Uni-QSAR: an Auto-ML Tool for Molecular Property Prediction
This provides a practical Auto-ML solution for drug discovery researchers, though it is incremental as it builds on existing representation learning and pretraining methods.
The authors tackled the problem of limited labeled data and sensitivity to hyperparameters in deep learning-based QSAR models for molecular property prediction by developing Uni-QSAR, an Auto-ML tool that outperformed SOTA in 21 out of 22 tasks on the TDC benchmark with an average improvement of 6.09%.

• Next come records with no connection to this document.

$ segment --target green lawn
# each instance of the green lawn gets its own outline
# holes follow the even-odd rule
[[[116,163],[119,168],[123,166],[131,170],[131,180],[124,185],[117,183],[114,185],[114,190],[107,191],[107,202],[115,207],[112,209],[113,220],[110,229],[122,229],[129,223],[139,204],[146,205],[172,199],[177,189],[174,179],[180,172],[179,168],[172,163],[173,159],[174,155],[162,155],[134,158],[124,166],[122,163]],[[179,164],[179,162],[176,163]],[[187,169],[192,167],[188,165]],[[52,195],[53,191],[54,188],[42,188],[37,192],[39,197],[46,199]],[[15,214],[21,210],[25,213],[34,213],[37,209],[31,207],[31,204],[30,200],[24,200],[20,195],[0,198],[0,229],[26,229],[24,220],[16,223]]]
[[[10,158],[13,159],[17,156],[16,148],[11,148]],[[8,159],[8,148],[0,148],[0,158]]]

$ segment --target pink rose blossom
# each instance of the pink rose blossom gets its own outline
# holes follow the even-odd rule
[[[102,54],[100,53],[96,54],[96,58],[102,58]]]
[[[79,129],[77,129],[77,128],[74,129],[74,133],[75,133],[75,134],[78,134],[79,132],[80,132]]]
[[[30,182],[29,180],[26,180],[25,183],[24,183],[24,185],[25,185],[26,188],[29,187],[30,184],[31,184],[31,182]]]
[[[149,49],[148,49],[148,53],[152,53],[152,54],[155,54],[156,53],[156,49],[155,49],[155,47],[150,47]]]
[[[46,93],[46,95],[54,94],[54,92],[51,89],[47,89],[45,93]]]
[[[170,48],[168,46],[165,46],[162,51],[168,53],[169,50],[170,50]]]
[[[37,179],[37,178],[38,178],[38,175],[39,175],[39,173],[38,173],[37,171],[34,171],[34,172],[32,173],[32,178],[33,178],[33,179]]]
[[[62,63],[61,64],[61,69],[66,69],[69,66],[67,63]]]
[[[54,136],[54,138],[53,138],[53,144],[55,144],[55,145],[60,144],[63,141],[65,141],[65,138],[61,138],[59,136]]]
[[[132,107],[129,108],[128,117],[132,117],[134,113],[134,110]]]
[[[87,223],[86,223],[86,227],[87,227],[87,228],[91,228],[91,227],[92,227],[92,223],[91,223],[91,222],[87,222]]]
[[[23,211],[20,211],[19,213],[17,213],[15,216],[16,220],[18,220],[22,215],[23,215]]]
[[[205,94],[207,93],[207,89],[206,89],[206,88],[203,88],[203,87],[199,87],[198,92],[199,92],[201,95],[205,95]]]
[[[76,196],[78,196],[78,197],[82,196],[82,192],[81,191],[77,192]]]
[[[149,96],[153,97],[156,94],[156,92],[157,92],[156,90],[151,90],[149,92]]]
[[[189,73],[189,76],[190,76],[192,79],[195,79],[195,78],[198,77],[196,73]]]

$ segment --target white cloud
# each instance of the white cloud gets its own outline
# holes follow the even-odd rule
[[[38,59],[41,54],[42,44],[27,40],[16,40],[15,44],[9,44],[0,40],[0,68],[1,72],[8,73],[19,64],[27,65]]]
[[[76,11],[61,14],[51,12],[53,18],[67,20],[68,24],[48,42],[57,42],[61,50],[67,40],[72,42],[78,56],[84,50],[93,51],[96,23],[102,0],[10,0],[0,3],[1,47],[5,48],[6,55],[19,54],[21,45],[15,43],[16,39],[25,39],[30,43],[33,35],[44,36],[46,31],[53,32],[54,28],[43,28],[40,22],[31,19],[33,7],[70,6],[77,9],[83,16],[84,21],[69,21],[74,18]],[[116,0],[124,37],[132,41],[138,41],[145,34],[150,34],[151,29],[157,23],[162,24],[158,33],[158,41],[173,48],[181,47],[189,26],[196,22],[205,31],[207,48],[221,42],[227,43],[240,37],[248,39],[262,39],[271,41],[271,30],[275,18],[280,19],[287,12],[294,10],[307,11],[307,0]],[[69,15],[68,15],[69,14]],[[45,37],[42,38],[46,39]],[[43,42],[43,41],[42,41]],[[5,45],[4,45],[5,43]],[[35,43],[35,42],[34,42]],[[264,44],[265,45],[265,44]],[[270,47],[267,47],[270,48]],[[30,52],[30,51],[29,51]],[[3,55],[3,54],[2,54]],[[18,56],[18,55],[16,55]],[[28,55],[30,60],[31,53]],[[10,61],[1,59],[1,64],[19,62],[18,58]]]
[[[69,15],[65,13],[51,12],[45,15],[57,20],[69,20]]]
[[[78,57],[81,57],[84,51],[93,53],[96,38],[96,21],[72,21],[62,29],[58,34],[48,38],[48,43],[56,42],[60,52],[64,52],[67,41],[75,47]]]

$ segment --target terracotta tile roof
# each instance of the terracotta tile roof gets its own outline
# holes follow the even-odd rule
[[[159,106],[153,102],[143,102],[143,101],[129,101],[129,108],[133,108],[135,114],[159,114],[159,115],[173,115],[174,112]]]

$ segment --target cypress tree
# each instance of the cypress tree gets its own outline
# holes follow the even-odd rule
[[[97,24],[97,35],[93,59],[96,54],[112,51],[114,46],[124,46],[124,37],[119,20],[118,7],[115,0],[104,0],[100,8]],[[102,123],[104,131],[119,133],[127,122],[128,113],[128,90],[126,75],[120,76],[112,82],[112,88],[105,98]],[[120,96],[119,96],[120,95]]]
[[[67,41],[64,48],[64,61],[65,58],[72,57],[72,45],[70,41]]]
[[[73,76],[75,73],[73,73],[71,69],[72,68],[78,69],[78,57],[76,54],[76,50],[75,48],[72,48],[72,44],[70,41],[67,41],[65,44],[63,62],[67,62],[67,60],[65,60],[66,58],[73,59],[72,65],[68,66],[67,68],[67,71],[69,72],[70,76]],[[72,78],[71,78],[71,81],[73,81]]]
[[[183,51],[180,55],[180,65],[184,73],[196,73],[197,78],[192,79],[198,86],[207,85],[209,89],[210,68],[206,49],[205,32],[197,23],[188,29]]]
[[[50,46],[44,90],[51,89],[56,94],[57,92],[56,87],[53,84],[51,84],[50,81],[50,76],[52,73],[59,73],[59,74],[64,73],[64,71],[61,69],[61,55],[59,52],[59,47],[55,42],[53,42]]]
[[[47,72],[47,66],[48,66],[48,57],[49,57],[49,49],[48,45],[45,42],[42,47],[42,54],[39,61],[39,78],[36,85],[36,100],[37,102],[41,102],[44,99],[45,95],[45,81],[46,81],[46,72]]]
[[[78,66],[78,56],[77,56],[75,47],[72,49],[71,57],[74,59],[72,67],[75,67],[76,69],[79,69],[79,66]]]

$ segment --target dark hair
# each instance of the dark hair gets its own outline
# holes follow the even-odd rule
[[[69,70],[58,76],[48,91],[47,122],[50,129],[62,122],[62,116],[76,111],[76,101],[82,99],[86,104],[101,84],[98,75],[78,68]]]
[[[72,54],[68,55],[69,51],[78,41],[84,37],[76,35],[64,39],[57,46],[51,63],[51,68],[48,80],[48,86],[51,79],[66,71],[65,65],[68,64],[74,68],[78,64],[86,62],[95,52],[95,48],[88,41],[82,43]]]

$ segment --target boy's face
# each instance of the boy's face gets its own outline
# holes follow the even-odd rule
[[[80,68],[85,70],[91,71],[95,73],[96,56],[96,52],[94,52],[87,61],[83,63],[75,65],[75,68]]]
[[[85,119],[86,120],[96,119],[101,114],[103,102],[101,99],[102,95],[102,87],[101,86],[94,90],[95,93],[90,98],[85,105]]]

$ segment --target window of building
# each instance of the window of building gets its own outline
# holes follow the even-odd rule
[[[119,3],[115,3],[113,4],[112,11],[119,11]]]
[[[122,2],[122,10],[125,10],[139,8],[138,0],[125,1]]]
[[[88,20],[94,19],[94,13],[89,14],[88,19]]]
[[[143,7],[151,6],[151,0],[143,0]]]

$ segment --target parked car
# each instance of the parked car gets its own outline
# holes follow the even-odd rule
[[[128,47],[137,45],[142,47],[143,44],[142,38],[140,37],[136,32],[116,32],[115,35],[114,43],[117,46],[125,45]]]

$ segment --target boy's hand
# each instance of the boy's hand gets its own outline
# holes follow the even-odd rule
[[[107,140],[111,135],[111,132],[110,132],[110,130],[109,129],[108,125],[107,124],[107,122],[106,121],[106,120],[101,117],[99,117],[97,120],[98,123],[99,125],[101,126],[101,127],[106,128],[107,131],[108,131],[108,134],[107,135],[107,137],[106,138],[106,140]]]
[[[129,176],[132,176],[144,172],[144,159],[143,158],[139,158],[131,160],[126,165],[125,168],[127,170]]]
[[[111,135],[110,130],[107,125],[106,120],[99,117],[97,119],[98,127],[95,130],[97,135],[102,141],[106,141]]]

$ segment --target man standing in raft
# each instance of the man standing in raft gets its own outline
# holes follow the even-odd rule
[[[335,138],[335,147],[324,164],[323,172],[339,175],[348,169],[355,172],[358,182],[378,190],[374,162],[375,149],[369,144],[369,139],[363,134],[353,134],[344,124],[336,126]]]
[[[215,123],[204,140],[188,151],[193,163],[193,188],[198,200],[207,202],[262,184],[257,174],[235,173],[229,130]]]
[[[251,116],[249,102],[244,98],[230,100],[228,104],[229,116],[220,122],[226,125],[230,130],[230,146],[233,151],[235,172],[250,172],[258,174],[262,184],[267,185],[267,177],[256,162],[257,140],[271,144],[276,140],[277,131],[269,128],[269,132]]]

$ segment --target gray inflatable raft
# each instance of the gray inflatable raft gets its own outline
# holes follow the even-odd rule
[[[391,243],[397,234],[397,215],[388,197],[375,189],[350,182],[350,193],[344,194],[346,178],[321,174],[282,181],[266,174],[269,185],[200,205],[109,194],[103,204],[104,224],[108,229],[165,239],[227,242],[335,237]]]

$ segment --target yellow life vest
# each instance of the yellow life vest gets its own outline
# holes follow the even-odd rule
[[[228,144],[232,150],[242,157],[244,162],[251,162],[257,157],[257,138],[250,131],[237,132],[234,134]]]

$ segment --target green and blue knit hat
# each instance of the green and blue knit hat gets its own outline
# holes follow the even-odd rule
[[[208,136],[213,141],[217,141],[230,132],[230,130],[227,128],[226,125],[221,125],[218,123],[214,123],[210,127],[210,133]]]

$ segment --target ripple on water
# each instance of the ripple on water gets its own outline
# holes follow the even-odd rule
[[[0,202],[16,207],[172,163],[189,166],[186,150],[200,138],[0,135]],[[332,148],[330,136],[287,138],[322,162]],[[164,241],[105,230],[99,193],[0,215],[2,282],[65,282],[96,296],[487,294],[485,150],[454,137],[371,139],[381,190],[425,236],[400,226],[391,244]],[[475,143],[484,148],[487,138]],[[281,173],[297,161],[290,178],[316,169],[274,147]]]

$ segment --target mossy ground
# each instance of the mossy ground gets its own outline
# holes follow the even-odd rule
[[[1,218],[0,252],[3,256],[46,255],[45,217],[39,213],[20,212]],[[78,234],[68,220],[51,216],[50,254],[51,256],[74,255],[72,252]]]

Recently deep learning based quantitative structure-activity relationship (QSAR) models has shown surpassing performance than traditional methods for property prediction tasks in drug discovery. However, most DL based QSAR models are restricted to limited labeled data to achieve better performance, and also are sensitive to model scale and hyper-parameters. In this paper, we propose Uni-QSAR, a powerful Auto-ML tool for molecule property prediction tasks. Uni-QSAR combines molecular representation learning (MRL) of 1D sequential tokens, 2D topology graphs, and 3D conformers with pretraining models to leverage rich representation from large-scale unlabeled data. Without any manual fine-tuning or model selection, Uni-QSAR outperforms SOTA in 21/22 tasks of the Therapeutic Data Commons (TDC) benchmark under designed parallel workflow, with an average performance improvement of 6.09\%. Furthermore, we demonstrate the practical usefulness of Uni-QSAR in drug discovery domains.